In late 1942, the Canadian Department of National Defence (DND)’s Directorate of Vehicles and Artillery (DVA) began work at No.1 Proving Ground in Ottawa on a small tracked vehicle using largely Jeep automotive components. DVA anticipated that there was a potential requirement for the smallest practicable tracked vehicle, for use by airborne troops and in the Pacific theatre. The project was formalized by the Army Technical Development Board (ATDB), on 10 January, 1943, as project 49, and assigned to its proponent DVA. The vehicle came to be referred to successively as: the Bantam Armoured Tracked Vehicle, the Light Recce Tank, and finally as the Tracked Jeep. Its envisaged roles included: intercommunication (running messages over contested ground), armoured reconnaissance, and engaging unarmoured troops in airborne and combined operations. Follow-on versions of the vehicle were to be amphibious, with twin propellers for water propulsion; although fully laden, it had a very low freeboard.

One of two surviving Tracked Jeep Mk.I pilots now on display in the Canadian War Museum’s Lebreton Gallery. This example may be Pilot No.2, which underwent extensive reliability trials at No.1 Proving Ground, in Orleans, Ontario (just east of Ottawa).

One of two surviving Tracked Jeep Mk.I pilots now on display in the Canadian War Museum’s Lebreton Gallery. This example may be Pilot No.2, which underwent extensive reliability  trials at No.1 Proving Ground, in Orleans, Ontario (just east of Ottawa). MilArt photo archives

The pilot was demonstrated in Ottawa in May, 1943. On 7 June, it was decided that further development of the vehicle would have to take place in the USA, and that the General Staff Specifications and the pilot Tracked Jeep should be sent to a firm there. The logical choice for this was Willy-Overland in Toledo, The Canadian Department of Munitions and Supply (DM&S)’s Army Engineering Design Branch (AEDB) gave Willys a contract to construct five prototypes, working under DVA’s supervision. Willys would provide the power train components, while Marmon-Harrington was contracted to provide the running gear, and body and do the final assembly. On 8 July the pilot was sent to Toledo. En route, on 10 July, it was demonstrated at US Ordnance’s Aberdeen Proving Grounds, in Maryland. There, despite its rather makeshift nature, pilot Tracked Jeep performed quite well. Initially it evoked little interest among the allies (although DVA suspected that US Ordnance was inspired by the Aberdeen demonstration to begin development of its rival T-29 amphibious light tracked vehicle – also based on jeep components).
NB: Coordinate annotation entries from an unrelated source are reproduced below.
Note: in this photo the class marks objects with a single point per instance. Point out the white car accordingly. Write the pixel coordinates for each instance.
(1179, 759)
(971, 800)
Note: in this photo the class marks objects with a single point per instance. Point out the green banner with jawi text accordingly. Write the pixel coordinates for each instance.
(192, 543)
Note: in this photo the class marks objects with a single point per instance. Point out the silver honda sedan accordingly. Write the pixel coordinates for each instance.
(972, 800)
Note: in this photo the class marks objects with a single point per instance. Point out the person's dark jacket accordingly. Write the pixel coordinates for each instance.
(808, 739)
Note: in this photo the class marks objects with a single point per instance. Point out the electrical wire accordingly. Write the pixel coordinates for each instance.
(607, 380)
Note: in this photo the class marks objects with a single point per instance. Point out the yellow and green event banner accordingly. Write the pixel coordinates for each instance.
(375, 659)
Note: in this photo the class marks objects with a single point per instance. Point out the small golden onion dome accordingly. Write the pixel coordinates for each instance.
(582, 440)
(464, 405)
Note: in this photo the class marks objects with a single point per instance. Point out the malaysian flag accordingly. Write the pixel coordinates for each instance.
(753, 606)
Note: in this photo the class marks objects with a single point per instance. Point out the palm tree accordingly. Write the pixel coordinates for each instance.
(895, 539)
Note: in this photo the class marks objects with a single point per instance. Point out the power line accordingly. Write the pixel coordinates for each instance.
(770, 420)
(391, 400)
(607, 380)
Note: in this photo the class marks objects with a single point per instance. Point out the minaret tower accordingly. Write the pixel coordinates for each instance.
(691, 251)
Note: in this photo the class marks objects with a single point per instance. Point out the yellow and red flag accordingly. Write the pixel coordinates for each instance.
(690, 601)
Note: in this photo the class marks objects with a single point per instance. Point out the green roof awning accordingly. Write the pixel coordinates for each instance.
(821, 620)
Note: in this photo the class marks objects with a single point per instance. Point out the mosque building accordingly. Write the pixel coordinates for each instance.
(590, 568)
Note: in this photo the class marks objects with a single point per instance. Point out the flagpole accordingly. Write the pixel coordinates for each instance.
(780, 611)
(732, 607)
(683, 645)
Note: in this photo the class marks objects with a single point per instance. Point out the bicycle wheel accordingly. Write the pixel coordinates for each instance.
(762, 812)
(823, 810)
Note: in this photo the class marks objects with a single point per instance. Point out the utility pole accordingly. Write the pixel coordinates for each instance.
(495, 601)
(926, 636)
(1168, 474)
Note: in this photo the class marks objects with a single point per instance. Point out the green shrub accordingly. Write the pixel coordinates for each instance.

Three-quarter front view of the Tracked Jeep prototype, note the prominent front radiator. No.1 Proving Ground technicians assisted by Victoria Foundry, located in Hull, Quebec, essentially handcrafted the prototype. The original prototype of the Tracked Jeep (or Bantam Armoured Tracked Vehicle)  was assembled at No. 1 Proving Ground in the latter half of 1942. The photographs of this prototype were taken on 7 May 1943.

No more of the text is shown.